The best of 3 such variables is =3/4. The best of 4 =4/5.
This means your driver skill increases with the number of qualifying attempts and strives to 1.
Though we should never forget about the weekend part of the variation. It's independent from the number of qualifying runs and its mean value = 0.5
So:
1 flying lap: bonus = 0.25*0.5+0.75*0.5=0.5
2 flying laps: bonus = 0.25*0.5+0.75*2/3=0.625
3 flying laps: bonus = 0.25*0.5+0.75*3/4=0.6875
4 flying laps: bonus = 0.25*0.5+0.75*4/5=0.725
On the other hand, it practically never reaches 0.725. I don't know if it's because I have few data (so the error is considerable, even 100 drivers attempts(or 5 qual x 22 drivers) will not give you enough data to decrease the error below 2%). But maybe there's another factor: fast cars can simply stuck behind slower cars, so when their random value is high, they cannot always convert their high driver skill into a good lap time.
One important consequence:
Your standard deviation drops with the number of runs.
Probability density function of a driver skill for 1 lap qualifying = 1. This means his max skill can be equally everywhere between 0 and 1.
For 2 laps it's equal to 2x (I omit here the weekend part). This means your driver is more likely to be at the right end of the variance.
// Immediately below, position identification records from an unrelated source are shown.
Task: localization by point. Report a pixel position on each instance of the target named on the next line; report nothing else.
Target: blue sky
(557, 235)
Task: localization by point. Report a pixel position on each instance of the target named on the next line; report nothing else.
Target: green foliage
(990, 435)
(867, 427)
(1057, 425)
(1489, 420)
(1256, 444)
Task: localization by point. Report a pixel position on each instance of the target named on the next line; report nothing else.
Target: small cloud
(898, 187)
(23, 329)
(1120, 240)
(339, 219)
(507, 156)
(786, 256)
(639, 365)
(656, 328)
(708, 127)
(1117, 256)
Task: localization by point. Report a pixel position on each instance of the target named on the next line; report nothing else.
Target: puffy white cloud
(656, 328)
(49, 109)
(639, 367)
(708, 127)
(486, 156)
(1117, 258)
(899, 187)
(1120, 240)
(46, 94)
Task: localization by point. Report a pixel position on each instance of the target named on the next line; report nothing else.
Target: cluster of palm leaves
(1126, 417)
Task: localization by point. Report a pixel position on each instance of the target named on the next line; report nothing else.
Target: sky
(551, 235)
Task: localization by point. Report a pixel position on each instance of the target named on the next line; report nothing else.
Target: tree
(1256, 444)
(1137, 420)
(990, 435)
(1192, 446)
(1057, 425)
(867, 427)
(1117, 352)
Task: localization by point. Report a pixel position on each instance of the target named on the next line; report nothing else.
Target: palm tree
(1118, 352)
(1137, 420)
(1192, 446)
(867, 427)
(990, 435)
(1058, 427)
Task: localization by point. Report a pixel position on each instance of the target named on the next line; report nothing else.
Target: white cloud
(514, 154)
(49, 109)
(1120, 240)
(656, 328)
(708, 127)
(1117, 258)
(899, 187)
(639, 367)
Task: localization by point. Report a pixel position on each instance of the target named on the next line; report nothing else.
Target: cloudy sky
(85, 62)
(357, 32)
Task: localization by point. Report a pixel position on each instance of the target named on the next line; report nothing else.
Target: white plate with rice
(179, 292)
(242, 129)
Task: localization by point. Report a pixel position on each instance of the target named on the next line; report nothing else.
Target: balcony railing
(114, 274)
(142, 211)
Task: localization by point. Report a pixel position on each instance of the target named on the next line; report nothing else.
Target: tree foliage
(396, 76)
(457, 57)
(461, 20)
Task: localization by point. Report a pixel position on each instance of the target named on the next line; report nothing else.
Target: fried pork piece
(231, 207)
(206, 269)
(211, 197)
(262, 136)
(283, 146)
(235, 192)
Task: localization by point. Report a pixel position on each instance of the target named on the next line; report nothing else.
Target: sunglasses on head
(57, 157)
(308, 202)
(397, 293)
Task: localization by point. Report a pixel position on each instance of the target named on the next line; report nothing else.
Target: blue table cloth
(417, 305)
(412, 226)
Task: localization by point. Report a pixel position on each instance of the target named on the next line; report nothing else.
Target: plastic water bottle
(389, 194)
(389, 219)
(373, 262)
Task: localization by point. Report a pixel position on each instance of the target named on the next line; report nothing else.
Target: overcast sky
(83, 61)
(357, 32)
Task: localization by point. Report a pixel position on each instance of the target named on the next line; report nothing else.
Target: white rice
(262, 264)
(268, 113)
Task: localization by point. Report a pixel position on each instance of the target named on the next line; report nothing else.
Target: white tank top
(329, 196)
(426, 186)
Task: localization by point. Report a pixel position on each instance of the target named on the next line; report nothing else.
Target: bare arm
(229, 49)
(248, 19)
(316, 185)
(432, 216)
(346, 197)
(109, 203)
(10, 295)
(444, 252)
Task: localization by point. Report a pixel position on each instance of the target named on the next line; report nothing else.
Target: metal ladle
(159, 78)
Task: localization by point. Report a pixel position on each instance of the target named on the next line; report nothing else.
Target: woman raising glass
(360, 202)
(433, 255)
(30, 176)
For 3 laps it's 3x^2, for 4 laps it's 4x^3.
The mean will tend to 1, the field will be concentrated on the right side, but you'll still have some drivers on the left side with huge gaps to the leaders.
These lap times are so bad not because of mistakes, this is how the distribution is programmed. If you simulate 1 run with the same bhp, driver skills, variance*, you will definitely see high density at the top and low density at the bottom. And sometimes you have a higher standard deviation of lap times at lower variance values because the density on the left side is so low that you can have a bad driver at variance 500 and not have it at variance 1000. 1 run with 22 drivers is in this case insufficient to draw conclusions.
* Though variance must be high enough to distinguish it from internal variance which differs from circuit to circuit. And obviously don't forget the weekend part which is good for 25% of driver performance.
And: this counts for qualifying only, not for race. For race it's obviously 0.5.
Consequence #2: there's no need in higher variance for race. It's already de facto higher because several qualifying attempts artificially reduce variance. And if it's a 1-lap qualifying, its results are probably even random as race results.